Here it is not too hard to explicitly compute the distribution of $s_{2n}$. By counting the number of $x_k$ that match $a_k$, we see that for all $x\in\{0,\ldots,n\}$, $$ P(\sqrt{2n}s_{2n}=2n-4x)=\frac{\binom{n}{x}\binom{n}{n-x}}{\binom{2n}{n}}. $$ Now it suffices to apply some local limit theorem. What we need to prove is a statement of the form: for all $$ x_n=\frac{n}{2}+\frac{\sqrt{n}t}{4}+o(\sqrt{n}), $$ it holds that $P(s_{2n}=x_n)/\sqrt{n}\to e^{-t^2/2\sigma^2}/\sqrt{2\pi\sigma^2}.$ This should not be too hard, using standard estimates such as $$ \binom{n}{\frac{n}{2}+\sqrt{n}t/4+o(\sqrt{n})}2^{-n}\sim\sqrt{\frac{2}{\pi n}}e^{-t^2/2}. $$

Answer 2

This answer is here to flesh out the detail in the method provided by md5 in the accepted answer.

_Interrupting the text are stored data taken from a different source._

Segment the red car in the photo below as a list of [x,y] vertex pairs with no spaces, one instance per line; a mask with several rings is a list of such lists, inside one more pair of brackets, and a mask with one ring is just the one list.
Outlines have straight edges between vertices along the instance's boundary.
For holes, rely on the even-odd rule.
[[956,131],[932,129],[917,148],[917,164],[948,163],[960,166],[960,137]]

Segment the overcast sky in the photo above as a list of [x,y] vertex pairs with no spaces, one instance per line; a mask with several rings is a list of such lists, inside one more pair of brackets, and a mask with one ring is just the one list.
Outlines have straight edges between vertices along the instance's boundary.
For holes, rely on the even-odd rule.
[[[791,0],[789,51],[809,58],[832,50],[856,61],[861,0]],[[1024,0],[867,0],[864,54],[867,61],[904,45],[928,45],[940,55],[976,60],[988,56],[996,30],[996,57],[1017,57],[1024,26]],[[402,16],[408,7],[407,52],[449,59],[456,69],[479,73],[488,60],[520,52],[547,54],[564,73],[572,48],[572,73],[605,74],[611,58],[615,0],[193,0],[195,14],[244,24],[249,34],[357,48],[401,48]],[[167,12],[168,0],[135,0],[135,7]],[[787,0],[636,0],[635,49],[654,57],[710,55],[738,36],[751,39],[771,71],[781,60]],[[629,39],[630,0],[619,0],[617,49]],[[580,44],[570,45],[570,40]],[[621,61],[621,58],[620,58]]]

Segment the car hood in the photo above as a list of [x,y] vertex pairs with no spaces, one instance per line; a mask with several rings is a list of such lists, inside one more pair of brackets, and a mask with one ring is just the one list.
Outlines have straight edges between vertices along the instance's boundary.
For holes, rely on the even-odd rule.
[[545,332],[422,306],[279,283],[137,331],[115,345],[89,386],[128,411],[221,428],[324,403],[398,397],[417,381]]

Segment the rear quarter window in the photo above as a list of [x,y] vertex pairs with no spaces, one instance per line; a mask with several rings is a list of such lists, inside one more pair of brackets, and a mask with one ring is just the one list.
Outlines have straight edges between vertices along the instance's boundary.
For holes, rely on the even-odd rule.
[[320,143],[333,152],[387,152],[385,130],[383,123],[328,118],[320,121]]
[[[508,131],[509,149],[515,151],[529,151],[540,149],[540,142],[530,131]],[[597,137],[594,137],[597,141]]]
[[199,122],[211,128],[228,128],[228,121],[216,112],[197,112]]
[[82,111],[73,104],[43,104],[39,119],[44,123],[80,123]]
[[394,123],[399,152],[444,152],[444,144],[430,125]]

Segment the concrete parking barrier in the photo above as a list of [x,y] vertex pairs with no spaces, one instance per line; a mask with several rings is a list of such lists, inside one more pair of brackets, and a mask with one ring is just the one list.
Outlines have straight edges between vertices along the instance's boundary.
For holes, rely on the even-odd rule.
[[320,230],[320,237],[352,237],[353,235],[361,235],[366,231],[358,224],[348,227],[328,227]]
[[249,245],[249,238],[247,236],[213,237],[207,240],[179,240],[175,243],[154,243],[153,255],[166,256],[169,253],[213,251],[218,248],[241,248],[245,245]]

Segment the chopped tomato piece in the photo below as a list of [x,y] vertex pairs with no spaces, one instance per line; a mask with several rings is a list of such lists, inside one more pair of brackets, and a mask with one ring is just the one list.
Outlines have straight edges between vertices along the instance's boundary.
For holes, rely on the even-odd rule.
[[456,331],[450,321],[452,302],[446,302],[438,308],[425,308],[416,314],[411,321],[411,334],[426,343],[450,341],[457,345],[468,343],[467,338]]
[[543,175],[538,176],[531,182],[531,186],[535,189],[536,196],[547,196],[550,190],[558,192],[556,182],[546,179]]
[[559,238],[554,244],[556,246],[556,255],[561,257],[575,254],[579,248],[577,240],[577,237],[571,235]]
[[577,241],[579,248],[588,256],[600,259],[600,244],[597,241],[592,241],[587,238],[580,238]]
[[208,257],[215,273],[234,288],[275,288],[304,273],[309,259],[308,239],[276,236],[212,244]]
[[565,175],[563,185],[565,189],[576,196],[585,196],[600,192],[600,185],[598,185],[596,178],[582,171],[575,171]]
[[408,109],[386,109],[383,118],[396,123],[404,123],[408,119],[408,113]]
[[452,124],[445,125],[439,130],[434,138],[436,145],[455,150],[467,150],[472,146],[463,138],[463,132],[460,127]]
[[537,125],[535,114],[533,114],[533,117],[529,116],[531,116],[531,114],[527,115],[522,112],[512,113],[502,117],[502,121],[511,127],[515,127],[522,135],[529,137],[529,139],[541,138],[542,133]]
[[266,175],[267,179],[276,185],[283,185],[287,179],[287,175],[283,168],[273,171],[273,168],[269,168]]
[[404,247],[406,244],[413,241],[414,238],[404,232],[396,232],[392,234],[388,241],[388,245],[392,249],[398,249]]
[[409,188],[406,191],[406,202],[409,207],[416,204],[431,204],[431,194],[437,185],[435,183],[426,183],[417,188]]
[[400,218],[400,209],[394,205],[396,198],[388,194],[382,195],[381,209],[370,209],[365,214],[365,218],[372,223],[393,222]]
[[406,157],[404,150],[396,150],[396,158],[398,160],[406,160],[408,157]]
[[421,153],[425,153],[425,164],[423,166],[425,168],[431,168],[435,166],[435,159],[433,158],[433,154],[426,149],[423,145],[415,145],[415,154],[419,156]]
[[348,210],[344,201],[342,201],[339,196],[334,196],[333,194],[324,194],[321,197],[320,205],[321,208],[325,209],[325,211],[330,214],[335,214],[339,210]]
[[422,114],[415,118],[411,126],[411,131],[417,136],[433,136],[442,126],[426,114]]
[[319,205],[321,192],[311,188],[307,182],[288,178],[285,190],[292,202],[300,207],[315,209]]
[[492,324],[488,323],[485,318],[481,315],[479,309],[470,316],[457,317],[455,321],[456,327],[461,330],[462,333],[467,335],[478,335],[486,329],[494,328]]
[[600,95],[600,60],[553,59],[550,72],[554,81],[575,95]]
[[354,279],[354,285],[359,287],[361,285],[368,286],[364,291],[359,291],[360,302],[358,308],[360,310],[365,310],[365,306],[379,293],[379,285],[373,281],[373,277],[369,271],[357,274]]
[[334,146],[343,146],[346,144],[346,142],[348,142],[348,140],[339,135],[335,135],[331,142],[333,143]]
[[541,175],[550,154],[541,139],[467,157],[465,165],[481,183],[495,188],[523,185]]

As md5 notes, given the setup: \begin{equation} \mathbb{P}(s_{2n} = -2n + 4k) = \frac{\binom{n}{k} \binom{n}{n-k}}{\binom{2n}{n}} , \quad k = 0, 1, ..., n . \end{equation} A well known result is that is also straightforward to establish via Stirling's approximation is: \begin{equation} \binom{2n}{n} = 2^{2n} \frac{1}{\sqrt{\pi n}} (1 + O(1/n)) . \end{equation} Substituting this in to the above, and noting that $\binom{n}{n-k} = \binom{n}{k}$ gives: \begin{equation} \mathbb{P}(s_{2n} = -2n + 4k) = \sqrt{\pi n} \binom{n}{k} 2^{-n} \binom{n}{k} 2^{-n} (1 + O(1/n)) . \end{equation} Another well known result sometimes referred to as the Normal approximation to the binomial means that if $d = O(\sqrt{n})$, then: \begin{equation} \binom{n}{\frac{n}{2} - d} 2^{-n} = \frac{1}{\sqrt{\pi \frac{n}{2}}} e^{-2d^2 / n} + O(1/n^{3/2}) \end{equation} Setting $k = \frac{n}{2} - d$, and using this approximation, we get: \begin{equation} f(x) = \mathbb{P}(s_{2n} = -2n + 4k) = \sqrt{\pi n} \frac{2}{\pi n}e^{-4d^2 / n} (1 + O(1/n)) . \end{equation} $x$ denotes outcomes for $s_{2n}$, so $x = -2n + 4k$, which means: \begin{equation} k = \frac{x + 2n}{4} . \end{equation} Also by our definitions $d = \frac{n}{2} - k$, so subbing in for $k$: \begin{equation} d = \frac{n}{2} - \frac{x + 2n}{4} , \end{equation} which simplifies to $d = \frac{x}{4}$. Thus: \begin{equation} -\frac{4d^2}{n} = -\frac{x^2}{2(2n)} . \end{equation} Subbing in to our probability function gives: \begin{equation} f(x) = \sqrt{\pi n} \frac{2}{\pi n}e^{-x^2 / 2(2n)} (1 + O(1/n)) . \end{equation} At this point things are looking good, because our exponent term is correct for a Normal distribution with zero mean and variance $2n$, which is exactly what we want. The problem comes when we evaluate the term in front of the exponent. We want the term in front of the exponent to be: \begin{equation} \frac{1}{\sqrt{2n} \sqrt{2 \pi}} , \end{equation} because the standard deviation is $\sqrt{2n}$. But instead we have: \begin{equation} \frac{2}{\sqrt{n} \sqrt{\pi}} . \end{equation} Everything would be correct if that $2$ was in the denominator instead of the numerator, but it isn't, and I can't see where I went wrong here.